Teachable offers a public API, yet it has no blog feature and no endpoint to publish articles, since the blog was removed in 2021, so there is no way to push posts into Teachable itself. Sorank fills that exact gap by publishing and hosting your SEO articles on a Sorank-managed blog, on your own subdomain or subfolder, that you link from your Teachable school with full internal linking. You restore the editorial content engine Teachable retired, fully automated and indexable, feeding learners into your courses. Draft optimized posts fast with the blog article generator and connect each article to the matching course page.
Track which prompts trigger your school, which pages are cited, and where rival schools win. Compare yourself with seo competitor spy, watch your rank on a geo leaderboard, and attribute enrollments from assistants with tagged landing pages and unique UTMs. Revisit your Teachable analytics and Google Search Console monthly to find content gaps and refresh pages that have slipped.

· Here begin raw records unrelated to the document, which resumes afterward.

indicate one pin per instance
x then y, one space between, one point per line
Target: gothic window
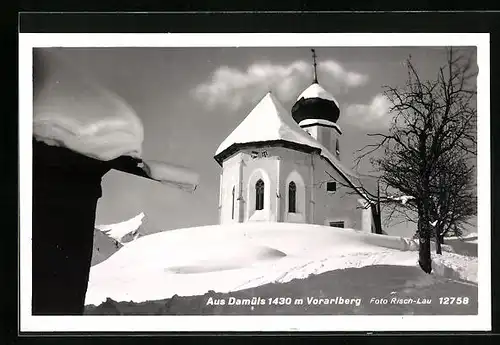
232 205
259 195
292 197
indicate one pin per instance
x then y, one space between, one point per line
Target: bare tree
426 152
454 198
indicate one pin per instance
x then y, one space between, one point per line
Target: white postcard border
29 323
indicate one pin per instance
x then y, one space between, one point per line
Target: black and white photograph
260 176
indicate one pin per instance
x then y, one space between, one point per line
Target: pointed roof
317 91
269 121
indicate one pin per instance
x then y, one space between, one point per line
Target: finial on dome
314 65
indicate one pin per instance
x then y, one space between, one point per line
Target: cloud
233 88
376 113
350 79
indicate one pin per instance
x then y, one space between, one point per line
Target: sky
191 99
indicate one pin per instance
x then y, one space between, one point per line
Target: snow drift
233 257
74 112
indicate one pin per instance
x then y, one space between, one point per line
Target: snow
74 112
309 122
269 121
119 230
317 91
234 257
166 173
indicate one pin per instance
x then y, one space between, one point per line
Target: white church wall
341 205
230 180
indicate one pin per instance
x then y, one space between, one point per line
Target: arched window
232 210
259 195
292 197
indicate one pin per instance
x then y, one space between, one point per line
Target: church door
259 195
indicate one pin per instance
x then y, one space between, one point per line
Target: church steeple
315 74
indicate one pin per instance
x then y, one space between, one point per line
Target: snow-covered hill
235 257
108 239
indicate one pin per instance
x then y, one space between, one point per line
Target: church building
282 166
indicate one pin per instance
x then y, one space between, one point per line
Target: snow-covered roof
270 121
317 91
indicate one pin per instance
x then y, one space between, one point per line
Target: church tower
316 111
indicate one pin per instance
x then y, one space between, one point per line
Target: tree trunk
439 241
424 257
424 247
438 246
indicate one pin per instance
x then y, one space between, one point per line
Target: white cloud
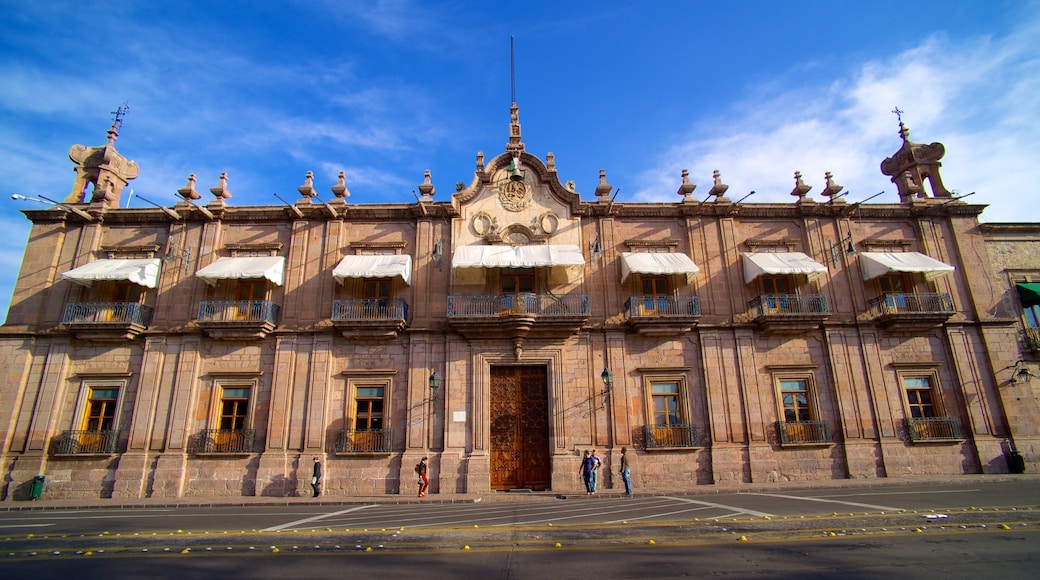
978 96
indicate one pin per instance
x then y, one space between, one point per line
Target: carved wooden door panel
519 428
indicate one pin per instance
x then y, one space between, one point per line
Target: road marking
316 518
822 500
724 506
929 492
655 516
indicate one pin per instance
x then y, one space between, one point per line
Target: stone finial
800 187
831 189
222 191
340 189
718 187
307 189
426 188
603 189
188 191
685 188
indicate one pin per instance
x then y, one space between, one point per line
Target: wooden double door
520 457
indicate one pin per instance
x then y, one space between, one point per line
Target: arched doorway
520 428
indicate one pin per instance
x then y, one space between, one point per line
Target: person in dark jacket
316 477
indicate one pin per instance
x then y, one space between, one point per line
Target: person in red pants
421 469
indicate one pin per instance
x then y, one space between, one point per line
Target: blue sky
386 89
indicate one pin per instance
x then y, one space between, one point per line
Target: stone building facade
211 349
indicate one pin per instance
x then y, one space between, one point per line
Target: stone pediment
517 203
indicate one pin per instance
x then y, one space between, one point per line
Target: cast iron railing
358 441
226 441
547 306
1033 339
933 428
672 436
101 313
72 443
803 431
238 311
930 302
664 307
789 305
369 309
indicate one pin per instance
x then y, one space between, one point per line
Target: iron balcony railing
369 309
664 307
362 441
238 311
72 443
925 302
226 441
933 428
671 436
102 313
793 432
1033 339
530 305
789 305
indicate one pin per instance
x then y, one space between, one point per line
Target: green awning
1029 293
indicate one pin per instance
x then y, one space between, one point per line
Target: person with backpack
421 469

Teachable gives you a structured course school; GEO gives you the strategy to get it cited, and Sorank restores the blog Teachable retired. When your course and sales pages expose clear entities, precise metadata, Course and Organization schema, and citable answers, assistants recommend you with confidence. Set up clean Teachable pages, strong sales pages, JSON-LD, an llms.txt file, and a Sorank-hosted blog, then let Sorank drive audits, articles, and links from one dashboard.
Teachable can perform well for GEO because each course, instructor, and bundle is a structured entity, and its school pages and page editor give you clean public pages with metadata controls that AI crawlers parse reliably. The main limit is that Teachable removed its blog in 2021, so your course and sales pages carry the topical weight. Add Course and Organization JSON-LD through Teachable's code snippets, write answer-first sales pages with curriculum and outcomes, set precise titles and meta descriptions, and generate a sitemap. With an llms.txt file at your root and a Sorank-hosted blog to restore editorial depth, assistants like ChatGPT, Perplexity, Claude, and Gemini can reach and cite your school when learners look for a course.

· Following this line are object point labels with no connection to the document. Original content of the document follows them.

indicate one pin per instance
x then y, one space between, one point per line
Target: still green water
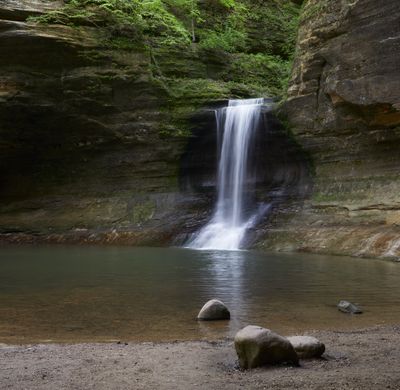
72 294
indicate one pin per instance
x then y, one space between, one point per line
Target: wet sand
361 359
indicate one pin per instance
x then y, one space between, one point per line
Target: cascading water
236 126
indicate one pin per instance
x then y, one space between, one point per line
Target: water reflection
78 294
225 281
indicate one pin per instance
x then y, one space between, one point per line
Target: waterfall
236 126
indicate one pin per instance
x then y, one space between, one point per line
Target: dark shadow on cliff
280 172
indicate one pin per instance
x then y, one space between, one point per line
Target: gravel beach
362 359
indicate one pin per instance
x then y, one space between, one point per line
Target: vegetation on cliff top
254 39
218 49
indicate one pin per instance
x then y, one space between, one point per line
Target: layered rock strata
344 109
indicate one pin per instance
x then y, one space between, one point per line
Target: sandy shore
364 359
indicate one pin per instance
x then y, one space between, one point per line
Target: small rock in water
214 310
307 347
256 346
348 307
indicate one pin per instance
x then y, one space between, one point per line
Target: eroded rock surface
257 346
214 310
344 108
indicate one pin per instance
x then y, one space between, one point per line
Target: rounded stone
307 347
348 307
257 346
214 310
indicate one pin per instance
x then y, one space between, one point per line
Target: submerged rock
257 346
348 307
214 310
307 347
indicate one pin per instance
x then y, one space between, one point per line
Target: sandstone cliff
344 108
94 123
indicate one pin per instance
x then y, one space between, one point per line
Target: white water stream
236 125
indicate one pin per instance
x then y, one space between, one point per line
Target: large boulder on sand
258 346
307 347
214 310
348 307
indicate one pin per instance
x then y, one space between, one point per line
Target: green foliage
261 71
197 50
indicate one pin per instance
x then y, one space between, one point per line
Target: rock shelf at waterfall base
363 359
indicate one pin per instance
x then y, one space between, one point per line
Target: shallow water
70 294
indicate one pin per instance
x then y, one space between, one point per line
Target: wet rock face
280 171
256 347
344 109
81 150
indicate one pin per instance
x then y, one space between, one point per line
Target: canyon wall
95 119
343 107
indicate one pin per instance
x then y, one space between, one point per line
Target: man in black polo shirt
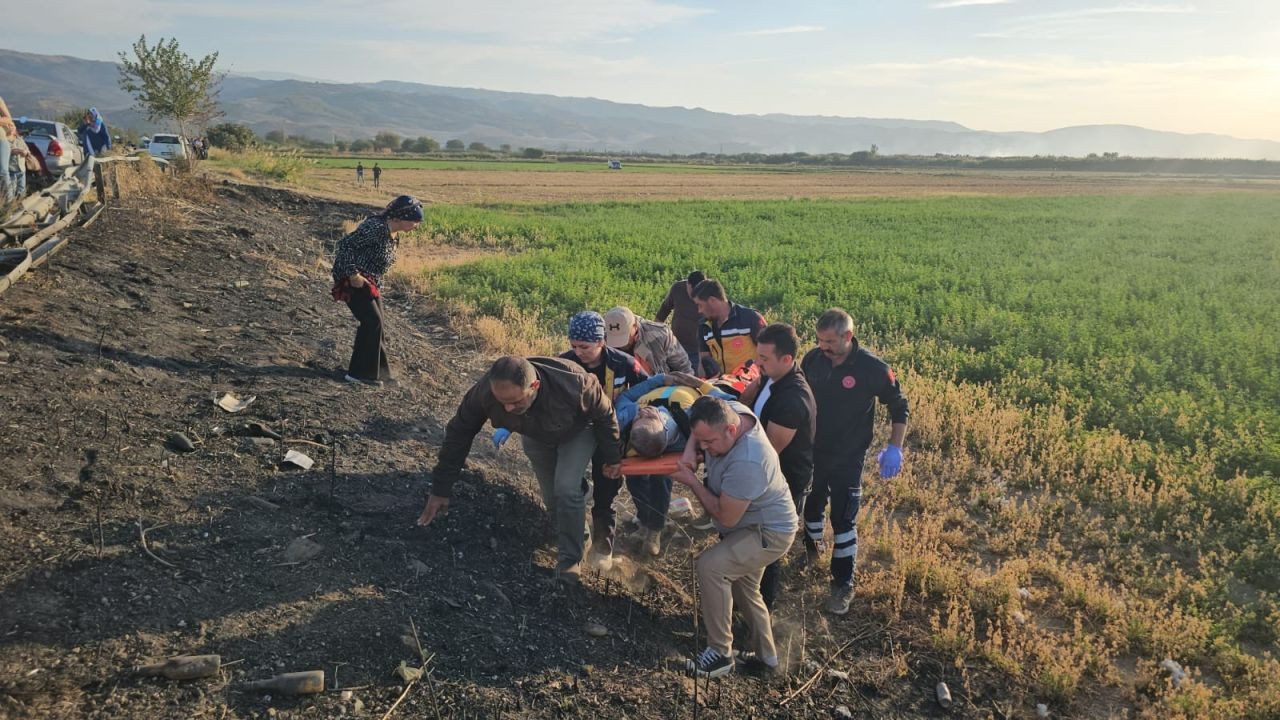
727 331
785 405
846 382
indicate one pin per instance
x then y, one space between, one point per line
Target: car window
37 127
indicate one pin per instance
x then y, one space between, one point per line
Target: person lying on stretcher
653 415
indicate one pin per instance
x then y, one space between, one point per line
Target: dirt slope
172 300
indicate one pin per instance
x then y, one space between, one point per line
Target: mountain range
50 85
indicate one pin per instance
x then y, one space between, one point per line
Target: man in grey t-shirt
750 504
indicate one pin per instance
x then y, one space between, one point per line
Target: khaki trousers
730 573
560 470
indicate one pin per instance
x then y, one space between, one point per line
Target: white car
55 141
168 146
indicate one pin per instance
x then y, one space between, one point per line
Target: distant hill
46 85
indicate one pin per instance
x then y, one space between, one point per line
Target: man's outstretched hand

Write answer-first content mapped to real learner prompts. Since Teachable retired its blog, make each course and sales page do the work: open with a two-sentence summary, then a scannable H2 outline, and keep paragraphs under 120 words. Use a strict heading hierarchy, explicit FAQ blocks with 50 to 120 word answers, and a clear curriculum or outcomes section. Anchor every claim to a source and add JSON-LD (Course, FAQPage, HowTo, Organization) through Teachable's code snippets. Pair your pages with a Sorank-hosted blog and link each article to its course so the topical depth is visible, which AI models recognize as authoritative and quote directly.

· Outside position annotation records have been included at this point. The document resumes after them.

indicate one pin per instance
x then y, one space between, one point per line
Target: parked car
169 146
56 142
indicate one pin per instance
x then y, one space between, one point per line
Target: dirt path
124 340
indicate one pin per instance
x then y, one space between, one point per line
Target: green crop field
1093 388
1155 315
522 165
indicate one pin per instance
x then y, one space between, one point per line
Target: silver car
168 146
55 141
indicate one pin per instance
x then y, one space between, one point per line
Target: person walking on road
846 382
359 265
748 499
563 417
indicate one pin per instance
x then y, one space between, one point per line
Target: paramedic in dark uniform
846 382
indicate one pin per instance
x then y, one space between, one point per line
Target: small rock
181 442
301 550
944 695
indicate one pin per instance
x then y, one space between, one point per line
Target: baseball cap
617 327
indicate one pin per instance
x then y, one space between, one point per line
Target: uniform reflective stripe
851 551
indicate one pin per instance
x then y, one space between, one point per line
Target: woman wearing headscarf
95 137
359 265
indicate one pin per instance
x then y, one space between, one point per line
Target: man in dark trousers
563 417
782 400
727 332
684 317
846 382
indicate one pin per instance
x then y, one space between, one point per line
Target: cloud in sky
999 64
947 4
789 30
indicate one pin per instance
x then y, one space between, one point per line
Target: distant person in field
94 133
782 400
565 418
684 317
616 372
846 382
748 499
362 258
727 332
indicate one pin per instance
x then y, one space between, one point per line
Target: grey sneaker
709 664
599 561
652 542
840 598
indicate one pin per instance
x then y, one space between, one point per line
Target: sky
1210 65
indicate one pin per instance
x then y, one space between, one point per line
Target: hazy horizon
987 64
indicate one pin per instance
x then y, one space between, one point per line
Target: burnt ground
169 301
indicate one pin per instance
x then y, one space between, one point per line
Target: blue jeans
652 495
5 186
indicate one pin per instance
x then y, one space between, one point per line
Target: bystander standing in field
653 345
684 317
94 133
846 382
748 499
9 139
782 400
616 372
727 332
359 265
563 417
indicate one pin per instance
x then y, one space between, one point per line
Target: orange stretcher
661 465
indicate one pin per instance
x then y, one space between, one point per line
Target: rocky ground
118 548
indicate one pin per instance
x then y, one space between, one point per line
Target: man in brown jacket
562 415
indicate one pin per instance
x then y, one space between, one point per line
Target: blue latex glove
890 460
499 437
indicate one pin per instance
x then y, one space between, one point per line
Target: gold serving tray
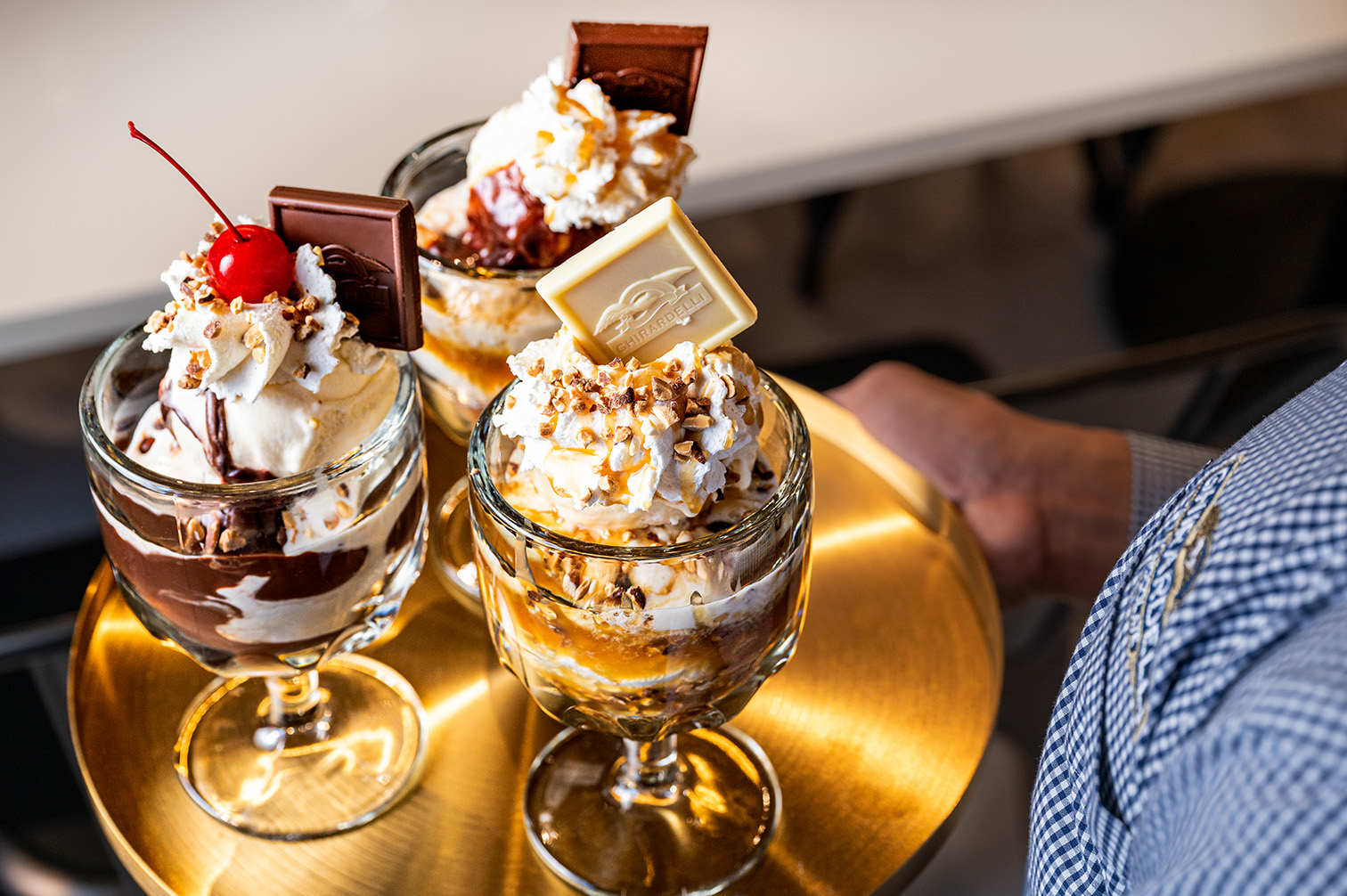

Teachable offers a public API, yet it has no blog feature and no endpoint to publish articles, since the blog was removed in 2021, so there is no way to push posts into Teachable itself. Sorank fills that exact gap by publishing and hosting your SEO articles on a Sorank-managed blog, on your own subdomain or subfolder, that you link from your Teachable school with full internal linking, restoring the editorial content engine Teachable retired. Beyond publishing, Sorank runs GEO and SEO audits on your site, tracks AI mentions across ChatGPT, Perplexity, and Gemini, monitors competing schools, and suggests content optimizations from one dashboard.